Is It Better To Learn Piano or Violin First?
Can’t decide whether you should learn the violin or piano first? We feel you. Choosing your first musical instrument can sometimes be difficult, especially if it’s between a duo of the most popular choices.
You have the option to go for both, but violin and piano lessons cost a good chunk of change. Hence, it may be better to decide on one over the other in the meantime. Not to mention, the last thing a musician wants is to be dubbed “jack of all trades, master of none,” so let’s focus on one instrument at a time. Today, we’ll go over a list of considerations when choosing between the piano and violin as your first instrument.
Piano vs. Violin: Which Is Better To Learn for a Beginner
When choosing between these two instruments, the main concerns are their difficulty levels, costs, quality, and ensemble-friendliness. All these are covered in the following considerations.
1. Pianos Are Pricier
There’s no disputing this in general. Pianos are among the most expensive musical instruments and so many models can be found at many piano stores. Especially where entry-level models are concerned. Think Steinway & Sons and Yamaha; most beginners wouldn’t be willing to spend five to six figures on these items.
And if you’re in the market for an upright piano? Expect to spend no lower than $3,000 on a standard model and $10,000 on a quality one.
On the other hand, violins have lower price entry points, making them more attractive for learners and parents. Both pianos and violins come in models for various skill levels.
Most beginner violins come with only the basic features, but those made for professionals tend to include bells and whistles. For child learners, these instruments come in smaller sizes that are easier to grip, tune, and access the fingerboard.
2. Violins Win for Portability
Concert pianists might find it challenging to practice sufficiently on the road due to the inability to bring their own instruments with them. Portable keyboards should make things easier, but not by much, either. Professionals expect these things to happen and prepare well for them, but how about developing pianists? No doubt they’d be scratching their heads trying to find the best solution.
Since pianos aren’t easy to transport, honing your skills as a pianist could depend highly on limiting your journey to one location or nearby locations. That really isn’t something you can control, and you could still find yourself having to overcome travel hurdles as you go along.
If practicing and performing in other places is how you want to learn an instrument, the violin should very much lend to that objective. These instruments are easy to take on a flight, pack up in a car, or carry to a friend’s house. As a student, it’s essential to always have access to an instrument you’re trying to master.

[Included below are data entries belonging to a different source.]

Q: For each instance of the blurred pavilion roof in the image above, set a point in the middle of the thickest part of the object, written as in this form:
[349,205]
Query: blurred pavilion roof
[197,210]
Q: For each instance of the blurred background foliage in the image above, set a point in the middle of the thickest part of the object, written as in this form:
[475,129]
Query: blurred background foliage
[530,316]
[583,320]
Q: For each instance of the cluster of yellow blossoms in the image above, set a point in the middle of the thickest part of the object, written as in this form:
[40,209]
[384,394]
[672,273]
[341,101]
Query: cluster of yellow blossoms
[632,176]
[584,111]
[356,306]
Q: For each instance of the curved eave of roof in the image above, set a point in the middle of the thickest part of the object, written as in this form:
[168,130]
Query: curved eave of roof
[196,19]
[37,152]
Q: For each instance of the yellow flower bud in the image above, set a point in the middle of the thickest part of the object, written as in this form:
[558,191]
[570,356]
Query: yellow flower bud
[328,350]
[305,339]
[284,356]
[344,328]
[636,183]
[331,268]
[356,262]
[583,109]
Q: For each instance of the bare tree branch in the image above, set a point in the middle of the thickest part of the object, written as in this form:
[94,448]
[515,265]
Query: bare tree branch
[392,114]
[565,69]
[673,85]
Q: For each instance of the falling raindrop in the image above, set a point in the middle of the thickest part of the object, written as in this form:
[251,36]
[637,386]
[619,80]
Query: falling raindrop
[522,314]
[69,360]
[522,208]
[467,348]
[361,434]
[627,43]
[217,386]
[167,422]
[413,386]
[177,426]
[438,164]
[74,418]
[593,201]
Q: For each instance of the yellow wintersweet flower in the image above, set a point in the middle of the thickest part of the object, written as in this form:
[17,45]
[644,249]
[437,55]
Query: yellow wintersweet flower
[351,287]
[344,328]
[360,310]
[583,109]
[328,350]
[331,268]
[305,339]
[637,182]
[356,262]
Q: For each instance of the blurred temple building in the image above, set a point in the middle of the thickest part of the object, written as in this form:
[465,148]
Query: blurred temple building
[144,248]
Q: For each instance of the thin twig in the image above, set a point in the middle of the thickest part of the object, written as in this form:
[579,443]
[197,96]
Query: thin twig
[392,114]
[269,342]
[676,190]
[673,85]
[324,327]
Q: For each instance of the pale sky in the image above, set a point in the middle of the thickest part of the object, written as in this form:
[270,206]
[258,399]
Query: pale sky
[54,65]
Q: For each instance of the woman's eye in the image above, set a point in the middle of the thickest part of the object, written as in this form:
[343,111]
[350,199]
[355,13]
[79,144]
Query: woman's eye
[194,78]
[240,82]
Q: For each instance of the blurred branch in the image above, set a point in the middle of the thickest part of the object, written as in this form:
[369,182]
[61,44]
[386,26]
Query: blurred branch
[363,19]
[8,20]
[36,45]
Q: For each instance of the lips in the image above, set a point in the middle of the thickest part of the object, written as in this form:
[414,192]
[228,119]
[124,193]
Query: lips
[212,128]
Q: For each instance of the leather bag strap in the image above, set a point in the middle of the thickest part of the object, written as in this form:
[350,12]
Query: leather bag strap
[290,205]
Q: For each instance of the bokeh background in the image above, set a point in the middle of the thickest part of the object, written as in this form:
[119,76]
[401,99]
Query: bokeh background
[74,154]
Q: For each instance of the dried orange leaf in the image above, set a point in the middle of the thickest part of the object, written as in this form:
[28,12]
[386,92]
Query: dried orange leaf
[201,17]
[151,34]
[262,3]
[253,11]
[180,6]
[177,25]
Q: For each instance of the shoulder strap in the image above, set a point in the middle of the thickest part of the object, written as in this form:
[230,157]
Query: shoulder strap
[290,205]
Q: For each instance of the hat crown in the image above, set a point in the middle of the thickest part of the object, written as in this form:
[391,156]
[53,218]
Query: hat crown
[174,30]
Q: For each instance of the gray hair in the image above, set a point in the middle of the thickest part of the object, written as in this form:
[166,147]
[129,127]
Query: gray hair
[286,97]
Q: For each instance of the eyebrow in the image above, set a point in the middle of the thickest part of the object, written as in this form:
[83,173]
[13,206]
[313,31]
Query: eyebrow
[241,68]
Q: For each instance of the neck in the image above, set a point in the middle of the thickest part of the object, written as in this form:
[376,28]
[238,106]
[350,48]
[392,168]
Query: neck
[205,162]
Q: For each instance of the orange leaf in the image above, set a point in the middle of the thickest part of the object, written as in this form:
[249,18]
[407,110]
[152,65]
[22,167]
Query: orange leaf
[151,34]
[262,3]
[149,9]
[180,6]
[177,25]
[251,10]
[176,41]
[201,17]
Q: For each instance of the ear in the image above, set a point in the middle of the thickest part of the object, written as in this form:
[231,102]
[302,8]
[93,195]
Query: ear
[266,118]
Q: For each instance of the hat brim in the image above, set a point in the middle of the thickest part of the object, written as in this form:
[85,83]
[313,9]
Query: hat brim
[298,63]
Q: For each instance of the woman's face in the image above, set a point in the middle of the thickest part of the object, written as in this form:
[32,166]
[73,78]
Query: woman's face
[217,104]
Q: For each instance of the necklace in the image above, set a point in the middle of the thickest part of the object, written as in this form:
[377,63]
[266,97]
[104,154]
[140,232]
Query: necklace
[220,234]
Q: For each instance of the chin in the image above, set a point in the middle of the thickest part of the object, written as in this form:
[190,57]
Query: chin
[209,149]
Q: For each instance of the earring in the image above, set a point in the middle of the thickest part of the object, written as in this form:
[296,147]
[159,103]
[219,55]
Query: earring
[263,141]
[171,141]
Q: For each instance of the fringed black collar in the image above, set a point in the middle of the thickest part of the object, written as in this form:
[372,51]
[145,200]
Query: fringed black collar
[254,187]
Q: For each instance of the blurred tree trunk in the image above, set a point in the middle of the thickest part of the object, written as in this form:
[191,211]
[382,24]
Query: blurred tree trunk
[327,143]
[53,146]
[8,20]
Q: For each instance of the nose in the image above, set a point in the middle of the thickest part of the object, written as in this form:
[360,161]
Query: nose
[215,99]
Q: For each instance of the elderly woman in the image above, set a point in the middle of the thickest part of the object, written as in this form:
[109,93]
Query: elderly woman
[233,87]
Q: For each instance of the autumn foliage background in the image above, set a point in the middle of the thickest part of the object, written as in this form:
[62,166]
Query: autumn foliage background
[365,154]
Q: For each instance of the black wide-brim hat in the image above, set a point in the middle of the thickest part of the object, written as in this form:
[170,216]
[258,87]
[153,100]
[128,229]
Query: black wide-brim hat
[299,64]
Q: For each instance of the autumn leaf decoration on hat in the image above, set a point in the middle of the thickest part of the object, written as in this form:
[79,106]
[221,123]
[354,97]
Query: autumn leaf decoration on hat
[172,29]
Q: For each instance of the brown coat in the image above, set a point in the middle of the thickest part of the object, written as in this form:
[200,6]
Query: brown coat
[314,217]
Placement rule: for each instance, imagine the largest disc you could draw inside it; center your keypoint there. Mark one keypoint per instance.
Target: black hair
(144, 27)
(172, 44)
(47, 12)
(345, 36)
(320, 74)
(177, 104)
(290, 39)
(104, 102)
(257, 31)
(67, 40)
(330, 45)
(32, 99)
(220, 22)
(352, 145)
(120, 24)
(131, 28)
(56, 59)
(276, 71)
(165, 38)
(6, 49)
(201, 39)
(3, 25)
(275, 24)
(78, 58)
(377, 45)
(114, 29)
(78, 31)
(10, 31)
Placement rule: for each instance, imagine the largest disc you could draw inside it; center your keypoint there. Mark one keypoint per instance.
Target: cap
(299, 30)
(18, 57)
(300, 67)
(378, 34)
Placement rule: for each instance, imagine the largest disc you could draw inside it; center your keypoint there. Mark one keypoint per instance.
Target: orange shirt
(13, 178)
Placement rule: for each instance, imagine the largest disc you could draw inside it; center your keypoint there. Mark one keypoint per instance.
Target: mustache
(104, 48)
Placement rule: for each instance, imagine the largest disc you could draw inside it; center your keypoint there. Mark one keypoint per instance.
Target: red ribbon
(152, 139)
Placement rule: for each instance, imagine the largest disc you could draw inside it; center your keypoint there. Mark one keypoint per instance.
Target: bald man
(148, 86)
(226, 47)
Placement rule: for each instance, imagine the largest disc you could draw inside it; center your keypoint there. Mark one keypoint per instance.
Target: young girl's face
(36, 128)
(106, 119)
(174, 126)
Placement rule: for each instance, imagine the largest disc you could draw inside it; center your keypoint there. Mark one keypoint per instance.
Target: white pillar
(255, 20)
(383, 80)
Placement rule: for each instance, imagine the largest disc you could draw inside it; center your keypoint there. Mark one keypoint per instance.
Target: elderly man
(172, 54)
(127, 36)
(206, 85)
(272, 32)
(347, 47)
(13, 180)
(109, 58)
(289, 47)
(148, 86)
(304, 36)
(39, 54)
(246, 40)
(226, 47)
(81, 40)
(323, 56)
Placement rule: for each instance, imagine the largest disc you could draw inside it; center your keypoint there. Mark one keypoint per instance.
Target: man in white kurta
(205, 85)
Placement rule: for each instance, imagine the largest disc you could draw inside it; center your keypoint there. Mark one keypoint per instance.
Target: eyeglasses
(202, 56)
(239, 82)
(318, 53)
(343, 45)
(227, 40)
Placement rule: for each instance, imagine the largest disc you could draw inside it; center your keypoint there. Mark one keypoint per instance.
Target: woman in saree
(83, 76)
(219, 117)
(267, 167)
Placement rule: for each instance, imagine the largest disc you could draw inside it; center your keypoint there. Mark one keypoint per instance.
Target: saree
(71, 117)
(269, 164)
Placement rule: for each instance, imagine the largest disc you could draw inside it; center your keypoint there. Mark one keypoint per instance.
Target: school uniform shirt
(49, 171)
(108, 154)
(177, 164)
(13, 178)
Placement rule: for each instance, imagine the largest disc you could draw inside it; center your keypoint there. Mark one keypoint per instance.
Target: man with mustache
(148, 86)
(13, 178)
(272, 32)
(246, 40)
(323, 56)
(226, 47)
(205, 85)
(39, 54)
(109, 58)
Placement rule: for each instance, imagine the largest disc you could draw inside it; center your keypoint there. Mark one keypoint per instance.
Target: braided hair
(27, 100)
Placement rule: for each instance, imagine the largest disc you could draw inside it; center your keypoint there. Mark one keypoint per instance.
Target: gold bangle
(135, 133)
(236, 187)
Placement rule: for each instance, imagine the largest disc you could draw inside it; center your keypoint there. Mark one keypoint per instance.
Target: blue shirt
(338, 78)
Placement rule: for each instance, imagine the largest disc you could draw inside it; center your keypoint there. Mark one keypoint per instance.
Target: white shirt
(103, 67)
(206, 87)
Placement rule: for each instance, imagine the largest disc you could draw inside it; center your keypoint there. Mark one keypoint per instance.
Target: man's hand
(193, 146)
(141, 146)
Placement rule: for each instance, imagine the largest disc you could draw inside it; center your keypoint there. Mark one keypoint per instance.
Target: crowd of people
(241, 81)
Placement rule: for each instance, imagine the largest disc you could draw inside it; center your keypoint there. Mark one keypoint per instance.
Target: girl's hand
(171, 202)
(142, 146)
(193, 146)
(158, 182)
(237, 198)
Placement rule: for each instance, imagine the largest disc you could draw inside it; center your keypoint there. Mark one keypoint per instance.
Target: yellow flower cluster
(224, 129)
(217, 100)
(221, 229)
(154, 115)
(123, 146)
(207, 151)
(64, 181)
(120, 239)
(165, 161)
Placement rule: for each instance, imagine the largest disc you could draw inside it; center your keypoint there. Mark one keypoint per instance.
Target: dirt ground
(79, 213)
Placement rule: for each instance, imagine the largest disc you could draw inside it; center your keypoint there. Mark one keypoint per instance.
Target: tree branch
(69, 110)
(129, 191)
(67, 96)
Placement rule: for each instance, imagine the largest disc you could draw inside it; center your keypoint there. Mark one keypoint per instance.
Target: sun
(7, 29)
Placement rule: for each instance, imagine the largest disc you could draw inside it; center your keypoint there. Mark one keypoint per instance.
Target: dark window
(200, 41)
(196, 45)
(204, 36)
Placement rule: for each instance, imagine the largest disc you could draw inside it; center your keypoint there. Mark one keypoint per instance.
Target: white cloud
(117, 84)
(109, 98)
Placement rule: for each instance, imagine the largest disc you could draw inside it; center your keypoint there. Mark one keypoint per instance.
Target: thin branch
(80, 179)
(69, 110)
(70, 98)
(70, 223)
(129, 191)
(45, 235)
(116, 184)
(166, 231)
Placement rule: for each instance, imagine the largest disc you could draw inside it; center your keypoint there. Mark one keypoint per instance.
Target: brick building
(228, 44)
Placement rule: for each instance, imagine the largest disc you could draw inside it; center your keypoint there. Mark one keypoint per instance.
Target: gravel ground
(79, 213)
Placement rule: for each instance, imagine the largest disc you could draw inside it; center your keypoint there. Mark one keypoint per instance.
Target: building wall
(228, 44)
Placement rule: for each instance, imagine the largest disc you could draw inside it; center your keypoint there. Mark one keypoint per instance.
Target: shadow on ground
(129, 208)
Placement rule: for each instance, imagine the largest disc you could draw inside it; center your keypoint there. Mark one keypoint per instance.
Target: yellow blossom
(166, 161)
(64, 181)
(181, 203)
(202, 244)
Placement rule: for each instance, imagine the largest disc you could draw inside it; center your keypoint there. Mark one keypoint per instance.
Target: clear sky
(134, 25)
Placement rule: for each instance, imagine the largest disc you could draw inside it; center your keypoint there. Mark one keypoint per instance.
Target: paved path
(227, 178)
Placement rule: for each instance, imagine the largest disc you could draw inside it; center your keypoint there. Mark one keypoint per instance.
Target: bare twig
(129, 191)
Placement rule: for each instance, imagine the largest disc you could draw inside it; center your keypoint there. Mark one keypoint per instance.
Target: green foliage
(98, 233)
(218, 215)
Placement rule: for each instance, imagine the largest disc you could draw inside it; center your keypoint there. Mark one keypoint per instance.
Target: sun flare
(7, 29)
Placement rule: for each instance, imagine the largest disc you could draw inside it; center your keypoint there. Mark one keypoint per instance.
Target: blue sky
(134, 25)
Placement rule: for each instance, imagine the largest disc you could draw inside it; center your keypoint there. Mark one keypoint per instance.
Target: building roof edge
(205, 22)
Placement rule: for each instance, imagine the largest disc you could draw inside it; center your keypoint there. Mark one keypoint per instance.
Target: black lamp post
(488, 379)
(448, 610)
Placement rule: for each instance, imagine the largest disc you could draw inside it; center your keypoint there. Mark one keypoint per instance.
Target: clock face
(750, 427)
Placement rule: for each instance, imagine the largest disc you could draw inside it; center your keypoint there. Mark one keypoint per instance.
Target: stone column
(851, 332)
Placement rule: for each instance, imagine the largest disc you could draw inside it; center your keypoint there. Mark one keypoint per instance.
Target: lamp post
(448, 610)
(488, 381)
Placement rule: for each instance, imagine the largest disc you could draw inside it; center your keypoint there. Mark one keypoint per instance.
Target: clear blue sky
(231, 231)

Professional violinists are so attuned to their instrument because they always have it with them. They know the exact sounds it makes because they practice it regularly and don’t have to worry about traveling getting in the way.
You can play your violin within an hour of a recital or audition. Unlike pianos, violins generally allow for practicing until the last minute of most big events.
3. Violins Break More Easily Than the Piano
This is something to consider if you don’t quite have a handle on your instrument just yet. Violins are more fragile and might not be as forgiving to storage errors and handling mistakes as pianos. These are small instruments with delicate parts that you can’t leave exposed for too long. Even dropping your violin once could mean having to replace it.
A beginner trying to learn to position their violin is prone to dropping it. Not to mention, child learners could yet learn the value of caring for their instruments and, thus, break them accidentally and prematurely.
Pianos, on the other hand, while not indestructible, are much more robust than the violin. The worst being careless with these instruments can lead to are a few scratches and a blemish or two on the finish. That’ll still hurt, but scratches, blemishes, and even dents don’t make an unusable piano.
4. The Violin Is More Difficult To Learn
While mastering the piano is not an easy feat by any means, violin mastery involves a stiffer learning curve. Even starting, you’d have to put yourself in all these awkward positions to play the instrument correctly. You also have to master holding the bow and positioning the chin rest at the perfect angle.
A strong ear is also something you need to develop early on when learning the violin. When learning how to tune correctly, young students may end up breaking a few strings in the process.
So, Which Should You Learn First?
Both instruments have their pros and cons, as you can very well see above. At the end of the day, it’s really all about what your heart tells you. After all, your passion and determination to master an instrument should see you through the challenges of playing one.